Ranking Problems

In many domains, data scientists are asked to not just predict what class/classes an example belongs to, but to rank classes according to how likely they are for a particular example.

Classification Ranking
Order of predictions doesn’t matter Order of predictions does matter

This is often the case because, in the real world, resources are limited.

This means that whoever will use the predictions your model makes has limited time, limited space. So they will likely prioritize.Some domains where this effect is particularly noticeable:

• Search engines: Predict which documents match a query on a search engine.
• Tag suggestion for Tweets: Predict which tags should be assigned to a tweet.
• Image label prediction: Predict what labels should be suggested for an uploaded picture.
• 搜索引擎:预测哪些文档匹配搜索引擎上的查询。
• 推文标签建议:预测应将哪些标签分配给推文。
• 图像标签预测:预测应该为上传的图片建议哪些标签。

If your machine learning model produces a real-value for each of the possible classes, you can turn a classification problem into a ranking problem.

In other words, if you predict scores for a set of examples and you have a ground truth, you can order your predictions from highest to lowest and compare them with the ground truth:

• Search engines: Do relevant documents appear up on the list or down at the bottom?
• Tag suggestion for Tweets: Are the correct tags predicted with higher score or not?
• Image label prediction: Does your system correctly give more weight to correct labels?
• 搜索引擎:相关文档是否出现在列表的顶部或底部?
• 推特的标签建议:是否以较高的分数预测了正确的标签?
• 图像标签预测:系统是否正确地赋予了正确标签更多的权重?

In the following sections, we will go over many ways to evaluate ranked predictions with respect to actual values, or ground truth.

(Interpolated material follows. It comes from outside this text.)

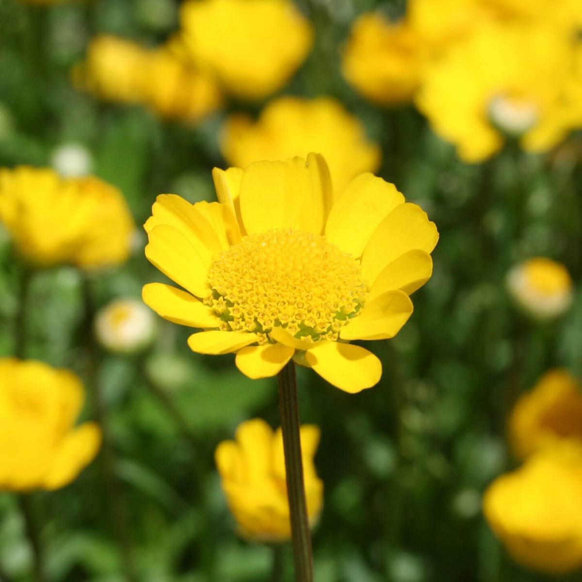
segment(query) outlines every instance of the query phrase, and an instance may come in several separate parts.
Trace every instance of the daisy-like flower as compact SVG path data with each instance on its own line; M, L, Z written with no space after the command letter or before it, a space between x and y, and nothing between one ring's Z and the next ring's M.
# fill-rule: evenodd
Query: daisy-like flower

Sample dataset (Ground Truth)

We will use the following dummy dataset to illustrate examples in this post:

Precision @k

Precision @k is simply precision evaluated only up to the k-th prediction, i.e.:

例子: Precision @1 = 1/1 =1 , Precision @4 = 3/4 =0.75, Precision @8 = Precision = 4/8 = 0.5

Recall @k

Recall @k is simply Recall evaluated only up to the -th prediction, i.e.:

例子: Recall @1 = 1/4 =0.25 , Recall @4 = 3/4 =0.75, Recall @8 = Recall = 4/4 = 1

F1 @k

F1 @k is a rank-based metric that can be summarized as follows: “What F1-score do I get if I only consider the top k predictions my model outputs?

例子: F1 @1 = 2x (1/1 * 1/4 )/(1/1+1/4) = 0.4

AP (Average Precision)

AP is a metric that tells you how much of the relevant documents are concentrated in the highest ranked predictions.

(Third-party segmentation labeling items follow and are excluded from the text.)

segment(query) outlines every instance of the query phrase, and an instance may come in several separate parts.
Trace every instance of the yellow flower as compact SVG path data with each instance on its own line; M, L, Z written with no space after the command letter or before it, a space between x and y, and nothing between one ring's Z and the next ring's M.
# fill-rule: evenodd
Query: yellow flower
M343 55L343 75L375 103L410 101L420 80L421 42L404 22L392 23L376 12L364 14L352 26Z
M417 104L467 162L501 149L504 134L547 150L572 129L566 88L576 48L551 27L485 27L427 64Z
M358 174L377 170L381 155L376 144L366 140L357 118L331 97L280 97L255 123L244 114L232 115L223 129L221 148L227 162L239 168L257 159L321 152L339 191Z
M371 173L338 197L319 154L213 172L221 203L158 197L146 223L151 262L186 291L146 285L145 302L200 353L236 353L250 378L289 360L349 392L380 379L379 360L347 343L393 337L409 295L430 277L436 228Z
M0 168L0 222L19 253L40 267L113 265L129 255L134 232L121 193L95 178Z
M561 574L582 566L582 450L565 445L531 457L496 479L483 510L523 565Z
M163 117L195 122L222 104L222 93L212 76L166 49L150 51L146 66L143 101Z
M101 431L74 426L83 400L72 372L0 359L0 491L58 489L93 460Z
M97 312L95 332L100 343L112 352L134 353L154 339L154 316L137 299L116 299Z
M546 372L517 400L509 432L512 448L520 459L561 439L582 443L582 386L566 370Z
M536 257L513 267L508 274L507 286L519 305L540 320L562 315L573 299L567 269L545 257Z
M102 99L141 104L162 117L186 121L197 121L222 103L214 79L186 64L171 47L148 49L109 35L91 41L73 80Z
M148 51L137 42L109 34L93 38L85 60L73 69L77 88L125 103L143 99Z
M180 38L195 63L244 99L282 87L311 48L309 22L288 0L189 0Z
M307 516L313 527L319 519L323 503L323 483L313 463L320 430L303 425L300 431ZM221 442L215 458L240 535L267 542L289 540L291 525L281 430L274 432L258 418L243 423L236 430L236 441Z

So for each threshold level (k) you take the difference between the Recall at the current level and the Recall at the previous threshold and multiply by the Precision at that level. Then sum the contributions of each.


MAP (Mean Average Precision)

AP (Average Precision) is a metric that tells you how a single sorted prediction compares with the ground truth. E.g. AP would tell you how correct a single ranking of documents is, with respect to a single query.

AP: Informs you how correct a model’s ranked predictions are for a single example
MAP: Informs you how correct a model’s ranked predictions are, on average, over a whole validation dataset.

源地址: https://queirozf.com/entries/evaluation-metrics-for-ranking-problems-introduction-and-examples#ranking-problems

本博客所有文章除特别声明外,均采用 CC BY-SA 4.0 协议 ,转载请注明出处!